Einer dieser Bereiche ist der Reichsstadt Dortmund gewidmet, die 1803 ebenfalls ihre Selbständigkeit verlor und deren Klöster und Stifte durch die neuen Landesherren in Besitz genommen wurden. Die letzten vier Bereiche veranschaulichen die praktischen Konsequenzen der Säkularisation. Die Schicksale einiger heimatlos gewordenen Mönche und Nonnen werden ebenso beleuchtet wie die Auswirkungen auf die klostereigenen Kunstschätze. Illuminierte Handschriften des Mittelalters, Tafelbilder, Skulpturen und liturgische Gefäße erzählen vom rücksichtslosen Umgang mit sakralen Kostbarkeiten und von den Spuren ihrer oft abenteuerlichen Odyssee.

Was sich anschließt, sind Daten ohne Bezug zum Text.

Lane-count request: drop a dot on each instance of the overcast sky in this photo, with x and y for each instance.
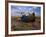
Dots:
(16, 10)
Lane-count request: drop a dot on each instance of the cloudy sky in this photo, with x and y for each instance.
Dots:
(16, 10)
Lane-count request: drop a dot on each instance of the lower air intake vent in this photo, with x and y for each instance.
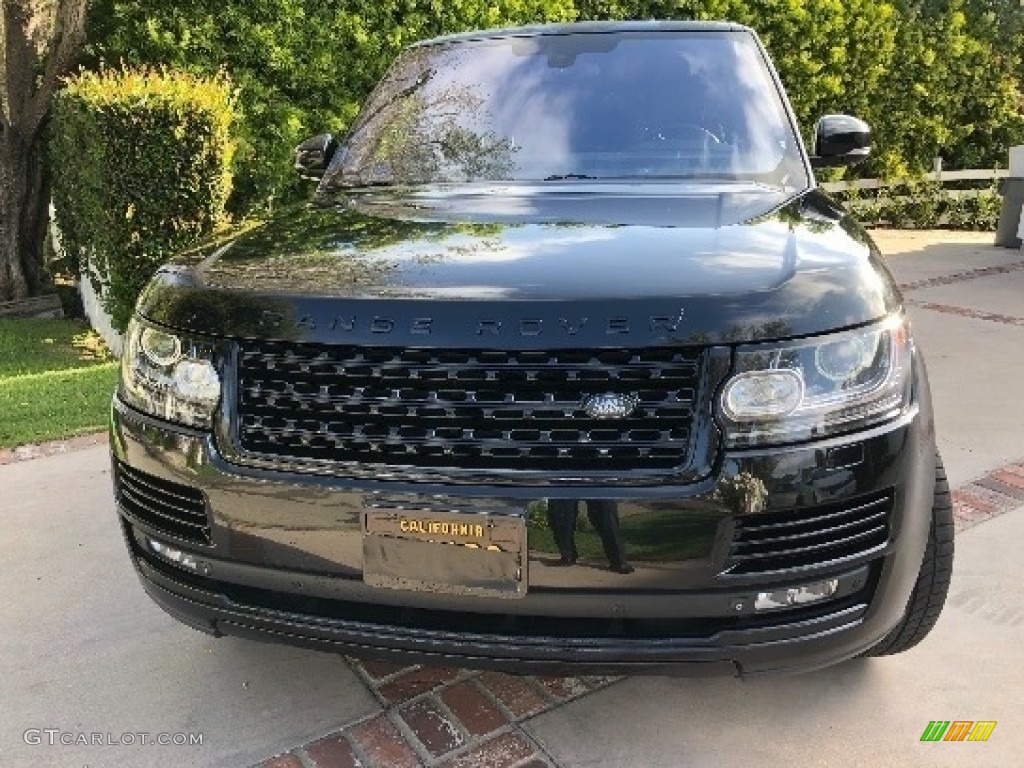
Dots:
(176, 510)
(817, 537)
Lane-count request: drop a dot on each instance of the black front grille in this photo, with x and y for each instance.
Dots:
(169, 507)
(469, 410)
(803, 539)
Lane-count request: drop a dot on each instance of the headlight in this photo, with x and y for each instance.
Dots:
(170, 376)
(810, 388)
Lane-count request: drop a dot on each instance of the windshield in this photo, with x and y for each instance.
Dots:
(664, 104)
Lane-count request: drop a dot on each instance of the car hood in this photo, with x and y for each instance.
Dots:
(535, 265)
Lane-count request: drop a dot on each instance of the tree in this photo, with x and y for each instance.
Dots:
(40, 41)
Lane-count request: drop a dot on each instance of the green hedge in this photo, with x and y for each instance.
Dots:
(141, 167)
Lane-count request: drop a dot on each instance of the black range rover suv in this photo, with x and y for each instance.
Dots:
(548, 271)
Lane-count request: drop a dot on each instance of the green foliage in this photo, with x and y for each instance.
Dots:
(143, 164)
(914, 204)
(933, 77)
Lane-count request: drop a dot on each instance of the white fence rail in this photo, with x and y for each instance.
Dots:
(91, 301)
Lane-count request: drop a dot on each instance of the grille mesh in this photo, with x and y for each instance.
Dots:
(169, 507)
(466, 409)
(793, 540)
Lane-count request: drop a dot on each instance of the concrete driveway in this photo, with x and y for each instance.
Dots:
(85, 657)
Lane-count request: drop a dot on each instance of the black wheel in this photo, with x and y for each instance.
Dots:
(933, 581)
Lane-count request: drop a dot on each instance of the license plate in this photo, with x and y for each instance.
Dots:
(452, 553)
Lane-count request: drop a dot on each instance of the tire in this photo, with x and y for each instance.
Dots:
(933, 581)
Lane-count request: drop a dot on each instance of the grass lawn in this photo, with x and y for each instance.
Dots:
(55, 381)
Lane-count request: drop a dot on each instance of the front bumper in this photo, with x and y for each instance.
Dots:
(283, 561)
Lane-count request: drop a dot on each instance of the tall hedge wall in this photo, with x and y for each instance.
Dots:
(141, 167)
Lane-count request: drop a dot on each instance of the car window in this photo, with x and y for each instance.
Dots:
(554, 107)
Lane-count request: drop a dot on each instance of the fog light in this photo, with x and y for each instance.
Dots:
(796, 595)
(175, 556)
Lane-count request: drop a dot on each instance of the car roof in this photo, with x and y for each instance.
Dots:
(585, 28)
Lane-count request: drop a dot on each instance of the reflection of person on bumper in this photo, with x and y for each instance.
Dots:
(603, 515)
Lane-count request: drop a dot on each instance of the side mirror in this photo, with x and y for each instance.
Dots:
(313, 156)
(841, 139)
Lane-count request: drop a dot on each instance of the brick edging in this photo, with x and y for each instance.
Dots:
(51, 448)
(442, 718)
(990, 496)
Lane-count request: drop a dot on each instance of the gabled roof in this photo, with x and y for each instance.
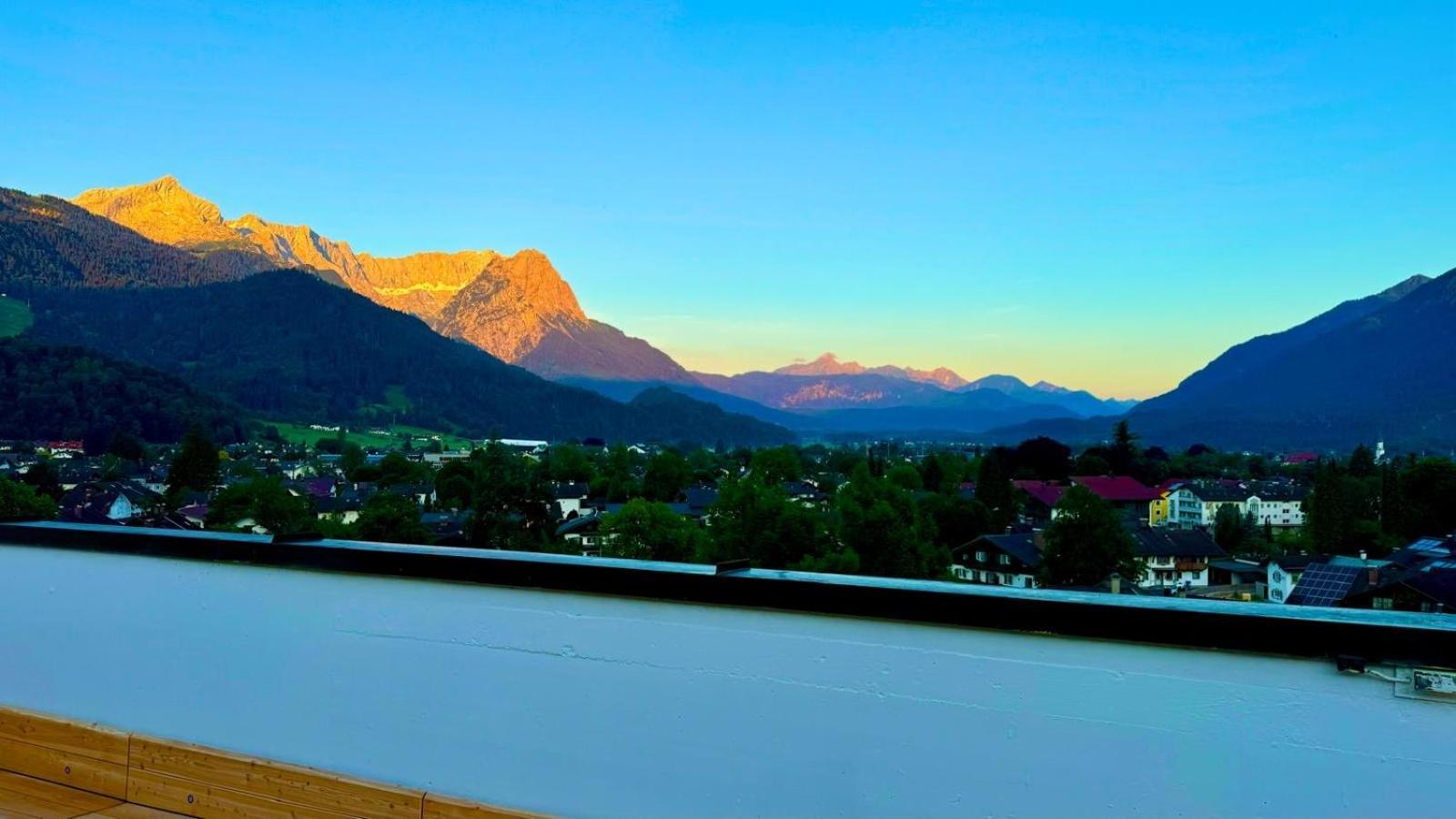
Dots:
(1019, 545)
(1176, 542)
(1046, 493)
(1117, 489)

Der Ausstellungsrundgang endet mit der Umnutzung ehemaliger Klöster als Gefängnis, Irrenanstalt oder Fabrik und zeigt die Neubewertung mittelalterlicher Architektur am Beispiel Altenbergs. Zu den Höhepunkten der Präsentation gehören der „Hitda-Codex“ aus dem ehemaligen Damenstift St. Walburgis in Meschede und die Altartafel „Hl. Jakobus“ aus dem Kloster Liesborn. Der „Hitda-Codex“, ein Auftragswerk der Äbtissin Hitda aus dem 11. Jahrhundert, ist in einer Kölner Malerschule entstanden und weist mittelbyzantinische Einflüsse auf. Im Zuge der Säkularisation gelangte die Handschrift in die Hofbibliothek des Landgrafen Ludewig X. von Hessen-Darmstadt und befindet sich heute in der Hessischen Landes- und Hochschulbibliothek Darmstadt.
Abenteuerlich ist die Reise der Altartafel „Hl. Jakobus“, die Anfang des 14. Jahrhunderts im Umkreis des Meisters von Liesborn entstanden ist: Da mittelalterliche Kunst bei den Aufhebungskommissaren zunächst keine Beachtung fand, wurden die Gemälde erst 1825 versteigert. Für den „Hl. Jakobus“ begann damit eine Odyssee. Zunächst wurde er Deckel einer Mehlkiste, nacheinander Teil von zwei Privatsammlungen, Exponat der Londoner National Gallery, Auktionsgut bei Christie, Besitz eines schottischen Marquess und dann versteigert bei Sotheby. Letztlich kehrte er an seinen Bestimmungsort im Museum Liesborn zurück.
Zur Ausstellung ist ein Begleitband mit zahlreichen Abbildungen erschienen. Vorträge führen in die ereignisreiche Zeit um 1800 ein, und bei Stadtrundgängen können sich Interessierte auf die Spuren des Dortmunder Klosterlebens begeben. Das Begleitprogramm wird in Zusammenarbeit mit dem Historischen Verein für Dortmund und die Grafschaft Mark, die Museumsgesellschaft zur Pflege der Bildenden Kunst, dem Katholischen Bildungswerk der Dortmunder Dekanate e.V. und der Dokumentationsstelle für Dortmunder Kirchengeschichte durchgeführt.
Ort:
Museum für Kunst und Kulturgeschichte
Hansastraße 3
44137 Dortmund
Tel.: 0231/50-25522
Fax: 0231/50-25511
mkk@stadtdo.de
http://www.museendortmund.de/mkk/
Öffnungszeiten:
dienstags, mittwochs, freitags und sonntags von 10.00 bis 17.00 Uhr;
donnerstags von 10.00 bis 20.00 Uhr; samstags von 12.00 bis 17.00 Uhr.
Eintritt:
5 Euro, ermäßigt 3,50 Euro, Schulklassen 2 Euro
Dauer:
Die Ausstellung ist noch bis zum 17. August 2003 zu besichtigen.